7.10.6 Farside imaging

Predictions of the active regions currently on the hidden side of the Sun (known as farside) are routinely computed using helioseismic measurements. They are obtained by solving the inversion problem known as helioseismic holography (Lindsey and Braun 1997), which uses time series of waves on the visible surface (nearside) and map them back to the far side. Given the dispersive character of the mapping between the nearside and the farside, the resulting images are quite diffuse. Machine learning has great potential for the improvement of these inversions. Kim et al. (2019) trained generative models to produce farside magnetograms from STEREO extreme ultraviolet (EUV) images. Since the polarity of the magnetic field is not directly encoded on the EUV images, it is noteworthy that the correct polarity can be recovered. Felipe and Asensio Ramos (2019) gave the more conservative step of proposing a CNN (FarNet) that associates the farside maps obtained with helioseismic holography with probability maps obtained from magnetograms acquired half a rotation later. As a consequence, the aim is to estimate the presence of active regions, neglecting the polarity, with nearside data. The neural approach is able to detect much weaker active regions than those that are detected with the standard technique. Improvements on this approach will probably require deep architectures directly trained with Doppler maps. Later, Broock et al. (2021) analyzed the statistical properties of FarNet and concluded that for equivalent false positive ratios when compared with the standard method, it produces \(\sim \)47% more true detections. Additionally, it is able to detect much weaker active regions. A significant improvement (FarNet-II) was also recently published by Broock et al. (2022), by including attention mechanisms and convolutional recurrent layers based on the ConvLSTM approach (Shi et al. 2015). Using temporal information provides a much improved time consistency of the predicted active regions, also allowing for a better prediction in the case of weak active regions.Footnote 43

8 Outlook for the future

Machine learning has been routinely used in solar physics. However, the recent deep learning revolution is producing a panoply of new applications that were never envisioned a few years back, permeating in many subfields of research inside solar physics. The availability of increasingly larger observational material is making solar physics transition to the powerful collection of methods that advanced ML offers to help us understand what we see. We frankly think ML will become an intrinsic part of our research in the future.

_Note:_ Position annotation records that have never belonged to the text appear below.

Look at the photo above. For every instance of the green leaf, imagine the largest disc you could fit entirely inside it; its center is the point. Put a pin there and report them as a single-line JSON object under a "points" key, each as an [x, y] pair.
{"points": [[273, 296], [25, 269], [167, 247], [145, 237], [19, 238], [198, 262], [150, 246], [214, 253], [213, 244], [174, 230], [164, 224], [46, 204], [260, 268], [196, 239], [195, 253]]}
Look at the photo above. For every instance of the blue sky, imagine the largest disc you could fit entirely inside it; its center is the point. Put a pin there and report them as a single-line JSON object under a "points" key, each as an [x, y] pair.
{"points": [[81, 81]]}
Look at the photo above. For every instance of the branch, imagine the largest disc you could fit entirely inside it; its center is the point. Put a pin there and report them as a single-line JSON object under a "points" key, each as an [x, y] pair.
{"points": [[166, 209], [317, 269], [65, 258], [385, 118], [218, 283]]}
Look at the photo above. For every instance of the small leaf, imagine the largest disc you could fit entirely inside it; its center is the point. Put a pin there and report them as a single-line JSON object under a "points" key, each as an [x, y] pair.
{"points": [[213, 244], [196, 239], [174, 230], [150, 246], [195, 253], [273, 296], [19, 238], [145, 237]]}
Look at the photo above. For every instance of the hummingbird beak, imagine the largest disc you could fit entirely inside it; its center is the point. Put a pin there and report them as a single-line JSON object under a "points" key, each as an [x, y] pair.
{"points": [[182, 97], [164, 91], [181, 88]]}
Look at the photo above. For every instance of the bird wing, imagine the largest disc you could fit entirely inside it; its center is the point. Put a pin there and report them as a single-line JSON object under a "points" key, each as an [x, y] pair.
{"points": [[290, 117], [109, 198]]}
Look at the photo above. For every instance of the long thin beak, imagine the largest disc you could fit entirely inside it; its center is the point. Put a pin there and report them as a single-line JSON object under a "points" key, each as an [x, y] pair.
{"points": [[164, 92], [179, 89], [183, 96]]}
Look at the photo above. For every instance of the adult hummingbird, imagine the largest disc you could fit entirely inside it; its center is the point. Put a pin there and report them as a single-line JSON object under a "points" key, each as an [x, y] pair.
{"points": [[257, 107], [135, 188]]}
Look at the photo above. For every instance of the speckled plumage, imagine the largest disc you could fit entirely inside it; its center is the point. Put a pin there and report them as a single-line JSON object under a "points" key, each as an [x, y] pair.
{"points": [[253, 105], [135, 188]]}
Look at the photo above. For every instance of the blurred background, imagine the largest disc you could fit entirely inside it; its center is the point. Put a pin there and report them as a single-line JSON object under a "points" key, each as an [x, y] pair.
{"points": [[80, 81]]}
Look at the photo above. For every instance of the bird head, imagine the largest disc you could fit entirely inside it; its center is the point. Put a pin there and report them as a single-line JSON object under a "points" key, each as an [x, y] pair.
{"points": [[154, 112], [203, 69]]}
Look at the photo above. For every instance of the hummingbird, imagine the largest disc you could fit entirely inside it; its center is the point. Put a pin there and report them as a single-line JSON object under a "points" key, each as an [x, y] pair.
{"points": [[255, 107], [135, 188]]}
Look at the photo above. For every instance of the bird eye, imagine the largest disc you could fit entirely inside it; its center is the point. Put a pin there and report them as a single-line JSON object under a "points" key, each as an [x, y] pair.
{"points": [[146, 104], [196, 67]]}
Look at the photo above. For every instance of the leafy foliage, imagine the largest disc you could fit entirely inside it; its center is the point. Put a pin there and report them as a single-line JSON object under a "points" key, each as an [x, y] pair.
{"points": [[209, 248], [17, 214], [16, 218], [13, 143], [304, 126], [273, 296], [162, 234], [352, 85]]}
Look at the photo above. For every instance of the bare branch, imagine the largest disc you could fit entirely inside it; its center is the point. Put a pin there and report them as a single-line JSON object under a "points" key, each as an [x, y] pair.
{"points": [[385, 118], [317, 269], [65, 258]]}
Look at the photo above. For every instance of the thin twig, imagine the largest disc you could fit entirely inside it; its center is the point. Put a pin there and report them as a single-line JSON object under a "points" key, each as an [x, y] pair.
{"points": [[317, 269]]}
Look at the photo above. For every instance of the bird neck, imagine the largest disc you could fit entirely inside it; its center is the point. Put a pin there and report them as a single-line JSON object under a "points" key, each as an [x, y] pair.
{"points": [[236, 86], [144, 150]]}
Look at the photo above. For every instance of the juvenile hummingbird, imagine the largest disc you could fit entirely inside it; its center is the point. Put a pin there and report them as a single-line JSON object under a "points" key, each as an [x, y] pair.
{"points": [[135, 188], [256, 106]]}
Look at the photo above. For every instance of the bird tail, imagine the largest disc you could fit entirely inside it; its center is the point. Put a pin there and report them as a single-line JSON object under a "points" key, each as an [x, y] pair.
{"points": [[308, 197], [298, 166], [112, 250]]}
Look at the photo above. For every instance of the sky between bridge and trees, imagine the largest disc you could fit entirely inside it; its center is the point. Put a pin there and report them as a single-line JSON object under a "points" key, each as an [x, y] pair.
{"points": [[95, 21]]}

Currently, many applications in solar physics consider the ML model as a very convenient way of parameterizing a very flexible mapping that carries out the inverse problem directly. This is interesting because we need to accelerate certain complex operations that cannot be carried out otherwise, especially with the current and future solar telescopes. However, we are also starting to witness a huge revolution in solar physics in which deep learning models are informed with physical models. A good synergy can be obtained if the physical laws that we currently use to interpret our observations are used together with neural networks to approximate the most complex parts of the process. We will surely see new methods for the inversion of the Stokes profiles, new methods for the extrapolation of magnetic fields, new methods to accelerate MHD simulations, new methods to understand synoptic observations, and many more. All of them will use deep learning as a key ingredient.